This patient experience describes the process of adenoid surgery for a child at The First Affiliated Hospital of Sun Yat-sen University in Guangzhou. The hospital is a major tertiary academic medical center in Mainland China and provides structured day surgery services for local and cross-border patients.
The child had long-term snoring during sleep, mouth breathing, allergic rhinitis, and sinusitis. Nasopharyngoscopy showed approximately 75% adenoid blockage, and sleep screening indicated reduced blood oxygen and mild respiratory obstruction. Because poor sleep quality had affected physical development, the family decided to follow the doctor's recommendation for surgery.
The family first registered for an otolaryngology specialist appointment. After the professor scheduled surgery, the patient received a preliminary appointment form for day surgery and completed anesthesia evaluation. The anesthesia visit included routine measurements, medical history review, allergy history review, blood tests, electrocardiogram, and chest X-ray. The nurse explained surgical precautions, and the hospital confirmed the child's condition by phone one day before surgery.
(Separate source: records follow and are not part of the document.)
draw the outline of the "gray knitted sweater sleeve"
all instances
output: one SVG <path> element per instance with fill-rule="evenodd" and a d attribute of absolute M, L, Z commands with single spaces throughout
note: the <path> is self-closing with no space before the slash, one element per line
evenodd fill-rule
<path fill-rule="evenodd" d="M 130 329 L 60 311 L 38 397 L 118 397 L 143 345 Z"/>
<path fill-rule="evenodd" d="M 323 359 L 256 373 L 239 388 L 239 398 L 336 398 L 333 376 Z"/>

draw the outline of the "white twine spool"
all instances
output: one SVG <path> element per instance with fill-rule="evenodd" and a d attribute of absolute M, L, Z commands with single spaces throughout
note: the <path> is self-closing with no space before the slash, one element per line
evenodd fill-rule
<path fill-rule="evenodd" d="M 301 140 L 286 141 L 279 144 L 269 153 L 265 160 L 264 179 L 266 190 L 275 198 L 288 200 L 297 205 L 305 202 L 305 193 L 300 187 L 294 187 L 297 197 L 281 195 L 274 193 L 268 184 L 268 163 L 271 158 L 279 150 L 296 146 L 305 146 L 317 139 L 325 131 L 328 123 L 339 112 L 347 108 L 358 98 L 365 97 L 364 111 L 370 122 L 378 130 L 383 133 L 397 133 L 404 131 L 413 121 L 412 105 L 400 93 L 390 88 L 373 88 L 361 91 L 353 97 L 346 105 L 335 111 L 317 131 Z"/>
The family arrived at the day surgery unit as instructed. The doctor explained surgical risks, obtained consent, and reviewed postoperative medication. Family members could accompany the child through the first door, then waited outside the operating room while progress was shown on the hospital screen and mobile app. Around one hour later, the operation was completed, followed by wake-up monitoring and approximately two hours of observation before discharge preparation.

The child had a low-grade fever on the night of surgery. The doctor explained that this can occur during postoperative recovery and advised using antipyretics only above the stated threshold. The low-grade fever resolved after two days. The child took antibiotics for three days and cetirizine hydrochloride for allergic rhinitis. Halitosis started on the third day and was managed with hospital-provided mouthwash.
At the one-week follow-up, the child had a slight runny nose. The doctor recommended strengthening immunity and exercising more, and desensitization treatment was discussed if conditions allowed. One month after surgery, snoring during sleep had improved significantly.
For Hong Kong families and international patients considering pediatric specialist care in Mainland China, this case shows a structured care pathway involving specialist consultation, preoperative evaluation, same-day pediatric adenoid surgery, postoperative observation, and short-term follow-up planning.